第二部分:研究了HRRP强度和平移敏感性。现有HRRP雷达自动目标识别(RATR)方法一般对平移敏感性采用包络对齐及一些改进方法,对强度敏感性简单地能量归一化。显然,现有处理方式对强度敏感性与平移敏感性的优化是分离开来的,因此其匹配精度并不高。我们提出强度和平移联合优化匹配思想,并将其应用到独立高斯模型、PCA子空间统计模型和PPCA子空间统计模型,以提高平移和强度匹配精度。该思想可用于模板库建立和测试阶段。
第三部分:提出了一种稳健噪声的自适应统计识别方法。雷达目标识别希望能够在较远距离实现,因此识别算法对噪声的稳健性是HRRP目标识别工程化需要研究的一个问题。我们分别基于PPCA和FA统计模型提出了强噪声污染的测试样本如何匹配无噪声或弱噪声样本训练的模板。
第四部分:在线建库是HRRP目标识别工程化的一条途径。这一部分提出两种在线自适应HRRP识别方法:1).通过一种在线混合专家(OME)将HRRP数据在线地分割成若干个近似平稳的区域,在各个区域内使用平稳协方差函数的在线高斯过程分类器(OGPC)。针对迭代在线高斯过程分类器(IOGPC)的参数学习算法EP和EM,提出了一种双链高斯过程(Bi-OGP)来使OGPC的参数得以在单次数据扫掠的情况下实现在线更新。针对迭代在线混合专家门网络参数的学习算法EM,提出了基于初值选择的单次数据扫掠学习方法。2).在独立高斯模型假设下,推导了参数在线学习的公式,提出双门限法来剔除“坏值”样本并适当缓减假设模型与实时HRRP多模数据的失配。
2.基于窄带雷达的目标分类研究内容
由于窄带信号分类可以作为宽带HRRP识别的一种预处理,并且大量现役装备雷达是分辨率较低的窄带雷达,本论文研究了如何利用窄带信号喷气发动机调制(JEM)特征实现对喷气式飞机、螺旋桨飞机和直升机目标的分类。
大多数雷达,特别是地面警戒雷达,其脉冲重复频率相对较低,会导致JEM回波多普勒模糊,此外,对目标的观测时间(扫掠时间)相对较短,多普勒分辨率较低,会导致目标分类性能下降,这正是利用JEM特征进行目标分类的需要克服的困难。我们从模式分类的角度提出了利用JEM特征谱散布程度特征进行目标分类的方法。JEM回波在多普勒域近似看作是一系列线谱,采用谐波和的数学模型提取特征谱作为分类特征,分别给出脉间、脉内的特征谱提取方法及特征的降维方法。该特征不补偿机身回波,对机身多谱勒变化不敏感。

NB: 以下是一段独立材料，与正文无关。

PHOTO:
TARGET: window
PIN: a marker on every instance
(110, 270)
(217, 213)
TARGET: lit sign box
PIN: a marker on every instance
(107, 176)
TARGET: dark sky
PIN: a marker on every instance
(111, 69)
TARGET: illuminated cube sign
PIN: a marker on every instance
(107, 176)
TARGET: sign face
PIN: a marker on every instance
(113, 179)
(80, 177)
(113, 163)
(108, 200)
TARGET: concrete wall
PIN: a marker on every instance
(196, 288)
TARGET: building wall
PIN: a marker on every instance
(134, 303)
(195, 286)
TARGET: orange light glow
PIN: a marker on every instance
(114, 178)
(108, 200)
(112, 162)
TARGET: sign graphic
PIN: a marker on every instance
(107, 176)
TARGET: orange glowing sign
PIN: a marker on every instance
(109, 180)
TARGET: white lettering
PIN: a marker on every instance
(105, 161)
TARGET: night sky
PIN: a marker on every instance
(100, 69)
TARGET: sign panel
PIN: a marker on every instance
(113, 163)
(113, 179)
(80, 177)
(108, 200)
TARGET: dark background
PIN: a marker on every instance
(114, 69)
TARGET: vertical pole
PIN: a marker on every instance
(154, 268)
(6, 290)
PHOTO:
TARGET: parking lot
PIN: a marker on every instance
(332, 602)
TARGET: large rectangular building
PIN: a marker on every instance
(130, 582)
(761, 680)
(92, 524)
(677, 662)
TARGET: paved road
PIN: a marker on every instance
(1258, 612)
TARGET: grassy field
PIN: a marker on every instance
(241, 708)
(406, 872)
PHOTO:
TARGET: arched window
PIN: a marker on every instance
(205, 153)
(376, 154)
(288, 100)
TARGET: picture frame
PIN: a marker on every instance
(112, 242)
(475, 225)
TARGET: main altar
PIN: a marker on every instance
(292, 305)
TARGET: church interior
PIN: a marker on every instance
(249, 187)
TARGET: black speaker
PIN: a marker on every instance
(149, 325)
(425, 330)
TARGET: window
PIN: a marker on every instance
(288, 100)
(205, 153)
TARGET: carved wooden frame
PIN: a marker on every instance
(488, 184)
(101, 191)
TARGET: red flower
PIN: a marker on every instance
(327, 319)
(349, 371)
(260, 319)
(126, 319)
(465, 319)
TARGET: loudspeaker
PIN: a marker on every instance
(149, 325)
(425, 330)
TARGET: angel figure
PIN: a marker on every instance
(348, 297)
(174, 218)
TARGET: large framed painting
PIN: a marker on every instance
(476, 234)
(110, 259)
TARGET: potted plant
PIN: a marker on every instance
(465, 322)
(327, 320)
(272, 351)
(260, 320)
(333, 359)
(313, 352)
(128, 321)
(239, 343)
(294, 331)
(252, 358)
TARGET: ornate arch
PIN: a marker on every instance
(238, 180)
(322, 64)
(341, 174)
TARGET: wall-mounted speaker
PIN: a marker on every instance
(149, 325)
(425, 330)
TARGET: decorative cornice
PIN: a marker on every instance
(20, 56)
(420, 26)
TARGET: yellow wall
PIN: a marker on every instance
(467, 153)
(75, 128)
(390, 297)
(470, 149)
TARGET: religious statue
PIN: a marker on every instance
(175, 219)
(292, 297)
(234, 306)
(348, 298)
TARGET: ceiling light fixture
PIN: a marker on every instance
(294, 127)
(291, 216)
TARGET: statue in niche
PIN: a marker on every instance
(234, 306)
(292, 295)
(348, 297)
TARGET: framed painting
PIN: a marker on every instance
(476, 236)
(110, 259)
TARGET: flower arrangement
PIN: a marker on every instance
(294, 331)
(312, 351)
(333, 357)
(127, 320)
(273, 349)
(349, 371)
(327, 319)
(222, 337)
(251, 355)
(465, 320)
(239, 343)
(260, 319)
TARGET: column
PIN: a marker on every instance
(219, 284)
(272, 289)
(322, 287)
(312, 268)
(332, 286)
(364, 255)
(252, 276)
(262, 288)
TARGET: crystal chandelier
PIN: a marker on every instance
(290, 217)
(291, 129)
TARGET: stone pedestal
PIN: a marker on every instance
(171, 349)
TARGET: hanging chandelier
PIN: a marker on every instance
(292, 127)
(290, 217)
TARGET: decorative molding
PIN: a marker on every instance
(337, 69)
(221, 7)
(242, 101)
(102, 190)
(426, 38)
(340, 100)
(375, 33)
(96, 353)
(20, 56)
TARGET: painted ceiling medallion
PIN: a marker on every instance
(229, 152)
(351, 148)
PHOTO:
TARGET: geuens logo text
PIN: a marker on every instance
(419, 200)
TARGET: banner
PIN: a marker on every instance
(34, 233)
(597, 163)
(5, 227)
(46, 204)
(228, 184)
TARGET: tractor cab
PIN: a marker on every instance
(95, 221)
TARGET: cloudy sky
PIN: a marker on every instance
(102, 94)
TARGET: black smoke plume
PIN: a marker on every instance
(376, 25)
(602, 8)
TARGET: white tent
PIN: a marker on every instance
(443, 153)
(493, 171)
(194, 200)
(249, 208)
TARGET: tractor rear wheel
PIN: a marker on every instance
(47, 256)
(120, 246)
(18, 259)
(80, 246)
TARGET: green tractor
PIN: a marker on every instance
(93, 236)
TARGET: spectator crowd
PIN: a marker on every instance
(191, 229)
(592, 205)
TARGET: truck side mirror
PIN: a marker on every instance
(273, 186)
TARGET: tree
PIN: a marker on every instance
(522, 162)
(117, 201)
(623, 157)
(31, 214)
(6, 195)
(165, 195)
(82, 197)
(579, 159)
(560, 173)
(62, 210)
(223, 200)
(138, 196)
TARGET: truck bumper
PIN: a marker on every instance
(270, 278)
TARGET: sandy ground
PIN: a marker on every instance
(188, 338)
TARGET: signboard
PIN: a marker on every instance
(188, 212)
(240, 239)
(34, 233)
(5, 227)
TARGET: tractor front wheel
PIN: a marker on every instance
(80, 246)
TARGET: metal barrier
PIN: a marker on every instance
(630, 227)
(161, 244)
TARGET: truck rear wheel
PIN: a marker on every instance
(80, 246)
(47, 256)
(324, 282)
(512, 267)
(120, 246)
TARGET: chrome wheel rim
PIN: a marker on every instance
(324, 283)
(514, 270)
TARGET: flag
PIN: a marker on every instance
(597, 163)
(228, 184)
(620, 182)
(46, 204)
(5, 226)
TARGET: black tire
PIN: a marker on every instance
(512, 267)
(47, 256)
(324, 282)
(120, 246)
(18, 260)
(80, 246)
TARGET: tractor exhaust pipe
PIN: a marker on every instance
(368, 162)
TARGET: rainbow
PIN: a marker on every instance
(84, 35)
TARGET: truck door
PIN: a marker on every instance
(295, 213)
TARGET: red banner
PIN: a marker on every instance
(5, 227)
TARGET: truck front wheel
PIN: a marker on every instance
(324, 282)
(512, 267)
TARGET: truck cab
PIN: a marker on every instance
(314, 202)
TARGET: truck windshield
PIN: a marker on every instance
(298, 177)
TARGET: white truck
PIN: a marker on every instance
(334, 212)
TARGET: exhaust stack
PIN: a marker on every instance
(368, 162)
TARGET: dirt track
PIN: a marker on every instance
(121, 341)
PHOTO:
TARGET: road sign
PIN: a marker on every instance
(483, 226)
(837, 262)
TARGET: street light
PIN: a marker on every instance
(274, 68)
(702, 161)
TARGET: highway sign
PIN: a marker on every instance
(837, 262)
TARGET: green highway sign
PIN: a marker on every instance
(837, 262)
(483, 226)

With the tendency of modern battle to become more and more information-based and intelligent, radar automatic target recognition(RATR) techniques have received intensive attentions. The development of modern radar technology supplies many usable signal forms for RATR, and many new productions in the RATR field have come forth in recent years. As a result, RATR is striding to practical realization from theoretical study. This dissertation provides our researches for RATR from two aspects, i.e. wideband radar High-resolution range profile (HRRP) automatic target recognition and narrow band radar automatic classification.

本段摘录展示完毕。